New right-wing Italian government faces familiar challenges, by Dario Pio Muccilli, Star-Revue overseas correspondent – Red Hook Star-Revue

Updated: 14 days, 53 minutes, 54 seconds ago

Italy’s new right-wing prime minister, Giorgia Meloni, has appointed her cabinet and immediately they are faced with problem. Not from the opposition, whose divisions and confusion helps indeed Meloni’s power, but from the gas crisis and from her own allies.

Energy Crisis and the need of France

Italy, like all the countries in Europe, is in the middle of an energy predicament not seen since the 1973 oil crisis. Prices are rising, creating difficulties for working class. A possible solution could be an EU-imposed price cap on gas. Big European summits are to come, and Meloni’s stance needs approval by EU partners, a task indeed difficult for a nationalist and far-right leader, even though she is widely respected as a coherent and hard-working politician.

In fact she’s been very busy. The night after she was sworn into office she met France’s President Macron during an informal meeting in Rome. Franco-Italian partnership needs to be strengthened now more than ever. The two countries must unite if they want to break the opposition to gas price regulation coming from Germany and most Northern European countries.
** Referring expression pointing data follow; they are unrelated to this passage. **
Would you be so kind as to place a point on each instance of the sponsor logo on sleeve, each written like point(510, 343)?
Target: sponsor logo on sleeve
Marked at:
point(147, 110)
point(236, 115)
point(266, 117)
Berlusconi’s love for Putin

Of course, none of this would be necessary if the Ukrainian crisis didn’t exist, and it is exactly regarding this field that Meloni has experienced hardship with one of her cabinet allies: Il Cavaliere (the Knight, ed) Silvio Berlusconi, former Italian PM, worldwide famous for his renowned love for women and his egocentric conduct of government.

In three leaked audios, Berlusconi, while addressing his party’s MPs in private, expressed admiration for Putin, stating that he’s one of the Russian president’s “five closest friends”. Moreover he blamed Zelensky for having harshly “attacked the Donbass” before Putin’s invasion, which Berlusconi stated was meant “to depose (in a few weeks, ed) the current government and replace it with another one already chosen by a minority of reasonable and good Ukrainians.”

Although Forza Italia, Berlusconi’s party and member of Meloni’s Cabinet, soon reaffirmed its European and Atlantic credentials, the Knight’s words had certainly an impact, as they were said a few days before the official start of the cabinet, where Forza Italia ended up addressing the Foreign Affairs Minister.

If the latter, Antonio Tajani, is a man of renowned Atlantic faith, his leader’s stance will be able to cast shadow on him and part of Meloni’s Cabinet, where the support for NATO and Ukraine has been a key point since the beginning.

To be honest, I am pretty sure that Berlusconi’s stance will not affect the Cabinet’s stability so much. I may understand that for you, my dear American readers, it’s hard to believe that, as the covering of the news by US media was rather apocalyptic, but if Italian politics was a University degree, “Phenomenology of Berlusconi” would be the hardest exam. Berlusconi is a showman before a politician, performing is his way to negotiate and no one knows what he wanted and wants to achieve through his latest broadside.

The opposition aka the masochists

It may be said that nobody knows as well what the opposition wants to achieve, but this time it’s not because of their inscrutability, but because they don’t know it either. One of their hardest attacks was from a Democratic Party MP, Ms Debora Serracchiani, who denounced in the Parliament the government for allegedly advocating that women should stay one step behind men. Meloni soon replied “MP Serracchiani, does it seem to you that I stay one step behind men?” with tons of applause from the chamber. Even a member of the opposition, but from a different party, Matteo Renzi, former PM and Italia Viva’s Leader, said “attacking her, Italy’s first female PM, on women representation: It’s masochism!”

Indeed masochism has been a key feature of Italian opposition: there were actually three different opposing forces at the elections, and now in the Parliament two of them, the Democratic Party and the Five Stars Movement, are working together to exclude the third, Renzi’s one, from having all the constitutional benefits reserved to the opposition.

This attitude, with intestinal wars inside those forces who are supposed to attack Meloni rather than each other, will certainly go in favor of the Cabinet, but at the same time this will leave no excuse to that one if it fails, because It will be nobody else’s fault. The Latin sentence “homo faber fortunae suae” (“Every man is the maker of his destiny”) should now more than ever be the motto of this government, with all its pros and cons.